The Charles Schwab Corporation (NYSE:SCHW) was a late entrant to the exchange traded funds industry, but that has not stopped the brokerage giant from becoming an ETF giant as well. Today, Schwab is the fifth-largest U.S. ETF sponsor and is considering launching its first new ETF since 2013.
“Charles Schwab Investment Management, the brokerage’s money-managing arm, is seeking approval for a stock ETF that would track a proprietary index of the 1,000 largest U.S. companies, according to regulatory filings,” reports Rachel Evans for Bloomberg.
Schwab has not launched a new ETF since August 2013 when it unveiled its lineup of fundamentally-weighted, or smart beta, ETFs. That group includes popular funds such as the Schwab Fundamental Emerging Markets Large Company ETF (NYSEARCA:FNDE). FNDE is rapidly becoming one of the dominant names among smart beta emerging markets ETFs, an asset class usually dominated by plain vanilla cap-weighted funds.

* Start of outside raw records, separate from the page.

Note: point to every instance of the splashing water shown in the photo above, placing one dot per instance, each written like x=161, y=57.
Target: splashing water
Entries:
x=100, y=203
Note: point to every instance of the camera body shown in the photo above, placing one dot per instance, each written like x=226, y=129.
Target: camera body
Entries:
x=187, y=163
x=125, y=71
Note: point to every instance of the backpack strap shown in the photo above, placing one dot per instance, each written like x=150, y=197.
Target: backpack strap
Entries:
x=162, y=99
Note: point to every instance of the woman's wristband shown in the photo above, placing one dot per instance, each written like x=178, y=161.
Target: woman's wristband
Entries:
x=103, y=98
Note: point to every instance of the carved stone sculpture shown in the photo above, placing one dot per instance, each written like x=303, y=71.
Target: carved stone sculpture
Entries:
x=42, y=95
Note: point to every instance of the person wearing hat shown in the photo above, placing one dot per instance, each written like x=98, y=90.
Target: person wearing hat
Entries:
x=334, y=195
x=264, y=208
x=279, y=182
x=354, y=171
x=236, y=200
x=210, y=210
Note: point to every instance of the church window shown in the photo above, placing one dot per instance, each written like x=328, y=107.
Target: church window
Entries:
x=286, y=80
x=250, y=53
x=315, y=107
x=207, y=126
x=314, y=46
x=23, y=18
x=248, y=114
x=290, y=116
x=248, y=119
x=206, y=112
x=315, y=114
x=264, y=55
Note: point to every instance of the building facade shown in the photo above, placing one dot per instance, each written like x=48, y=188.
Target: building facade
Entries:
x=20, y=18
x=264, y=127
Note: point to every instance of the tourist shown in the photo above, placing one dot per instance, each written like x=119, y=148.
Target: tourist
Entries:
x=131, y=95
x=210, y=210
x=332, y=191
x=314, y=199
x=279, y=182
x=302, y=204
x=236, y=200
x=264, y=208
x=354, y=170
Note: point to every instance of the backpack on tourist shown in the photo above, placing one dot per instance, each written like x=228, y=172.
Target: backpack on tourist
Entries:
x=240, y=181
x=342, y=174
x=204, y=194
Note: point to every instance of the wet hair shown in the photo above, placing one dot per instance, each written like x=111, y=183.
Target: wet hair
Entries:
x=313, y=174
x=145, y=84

FNDE tracks the Russell Fundamental Emerging Markets large Company Index, which selects, ranks and weights components based on fundamental factors like adjusted sales, retained operating cash flow and dividends plus buybacks.
Assuming it comes to market, the “Schwab 1000 Index ETF would be the issuer’s first to use an index created in-house, reducing Schwab’s costs and potentially allowing it to charge as little as zero to two basis points in management fees,” reports Bloomberg.
As of July13th, Schwab had $79.3 billion in ETF assets under management, putting it about $30 billion ahead of sixth-place First Trust. Earlier this month, California-based Schwab said one of its ETFs topped $10 billion in assets under management for the first time.
It has almost been eight years since its launch, but the Schwab International Equity ETF (NYSEArca:SCHF) has finally broken into the $10 billion in assets club.
The Schwab international Equity ETF, which launched in November 2009, has now accumulated $10.4 billion in assets under management. It is also the cheapest international ETF on the block with a 0.06% expense ratio.
The Schwab International Equity ETF tries to reflect the performance of the FTSE Developed ex US Index, which is comprised of large and mid-cap stocks of developed countries outside the U.S.
If the Schwab 1000 Index ETF comes to market, it would be the issuer’s 22nd ETF, a comparatively small lineup relative to competitors such as iShares and Vanguard.